My father walked half-an-hour to the bus stop, rode the bus for another half-hour, and then walked twenty more minutes to the regional hospital in Rechovot. “How did you get here on your own?!” the baffled triage doctor asked after examining him. It turned out that he had sustained a serious heart attack. When my mother finally heard the whole story, she understood the Rebbe’s words to her: May your husband be well.
In those days, the Rebbe spoke on numerous occasions about the need for every yeshivah student to receive rabbinic ordination before completing the standard curriculum. But, while my friends were all studying for their first examination in the Basar be’Chalav laws of Kashrut, I found that I wasn’t adjusting to this new study track, which was quite different from my regular study of Talmud. So while they moved on to the next unit, Ta’aruvot, I decided to write to the Rebbe to ask how I should proceed.

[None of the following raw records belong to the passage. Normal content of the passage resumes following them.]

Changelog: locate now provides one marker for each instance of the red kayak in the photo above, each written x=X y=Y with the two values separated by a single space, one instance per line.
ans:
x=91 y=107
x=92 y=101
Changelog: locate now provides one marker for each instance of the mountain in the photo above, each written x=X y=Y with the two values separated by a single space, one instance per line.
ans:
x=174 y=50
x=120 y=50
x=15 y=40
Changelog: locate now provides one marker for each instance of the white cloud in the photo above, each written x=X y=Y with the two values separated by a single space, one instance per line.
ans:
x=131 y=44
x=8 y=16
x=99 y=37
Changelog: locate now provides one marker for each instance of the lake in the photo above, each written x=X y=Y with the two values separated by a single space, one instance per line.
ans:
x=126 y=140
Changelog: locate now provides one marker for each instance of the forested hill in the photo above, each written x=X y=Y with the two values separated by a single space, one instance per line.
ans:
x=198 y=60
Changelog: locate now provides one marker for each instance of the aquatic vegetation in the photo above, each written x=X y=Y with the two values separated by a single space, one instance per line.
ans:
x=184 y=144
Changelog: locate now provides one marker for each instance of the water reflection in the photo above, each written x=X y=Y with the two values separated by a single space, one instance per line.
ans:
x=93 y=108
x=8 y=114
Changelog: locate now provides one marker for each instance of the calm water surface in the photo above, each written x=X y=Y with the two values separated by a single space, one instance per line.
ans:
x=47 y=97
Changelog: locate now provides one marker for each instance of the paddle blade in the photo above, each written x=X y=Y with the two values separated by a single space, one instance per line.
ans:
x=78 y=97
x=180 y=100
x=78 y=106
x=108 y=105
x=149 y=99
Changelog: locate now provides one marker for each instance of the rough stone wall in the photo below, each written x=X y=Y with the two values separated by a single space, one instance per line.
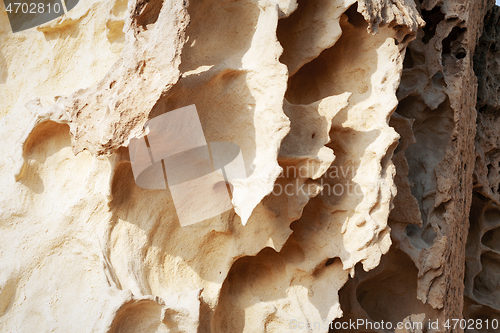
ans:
x=356 y=124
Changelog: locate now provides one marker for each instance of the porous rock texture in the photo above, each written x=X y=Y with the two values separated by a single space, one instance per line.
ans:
x=356 y=121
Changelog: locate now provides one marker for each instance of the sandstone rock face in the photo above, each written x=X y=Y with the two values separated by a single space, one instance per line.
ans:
x=356 y=124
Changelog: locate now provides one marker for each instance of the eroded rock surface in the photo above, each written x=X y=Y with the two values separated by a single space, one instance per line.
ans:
x=356 y=125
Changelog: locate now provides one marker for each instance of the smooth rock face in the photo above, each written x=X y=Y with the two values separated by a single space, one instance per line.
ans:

It was the winter of 1979, and as I saw it, I had three options before me: (1) Return to studying Talmud as I had been doing before; (2) since I used to arrange a Passover Seder every year for a Russian community in Florida, travel there for similar, year-round activities; or (3) as I was already of marriageable age, I could return to Israel and start dating.
The Rebbe underlined the part of my question where I noted that I had started studying for the ordination but hadn’t seen adequate results. Then he wrote: “But we have been promised [by the Mishnah], ‘If you work hard, you will succeed.’” Once I had been ordained, he concluded, I should pick one of the three options.
After receiving such a clear answer, I focused all my energy on these studies. I joined my friends studying Ta’aruvot and, over the next two months, I spent between eight and ten hours a day on the subject. When the test came around, I passed. By then, it was getting close to Passover so I went to Florida to conduct a public Seder. But even there, I used every spare moment I had, on planes and trains, to study for the test on the unit that I had missed.
Eventually I managed to catch up, and I began learning the next unit together with the rest of my class. Even before I took that test, I went ahead and started studying for the final unit. That way I was able to take the fourth test only several weeks after the third. Rabbi Yisroel Yitzchok Piekarski, our examiner, was surprised to see me back so soon, and suspected that I may not have prepared adequately. So he spent extra time asking me a long line of questions, and when he saw how proficient I was with the material, he remarked: “When you learn – you know!”
Isn’t that exactly what the Rebbe told me? I thought to myself. If you work hard, you will succeed!
Rabbi Avraham Eliyahu Neimark is one of the founders of Chabad of Shaarei Aliyah in Lod, Israel. He has done considerable community work among emigres of the Former Soviet Union, while also teaching at a local school. He was interviewed in 2015.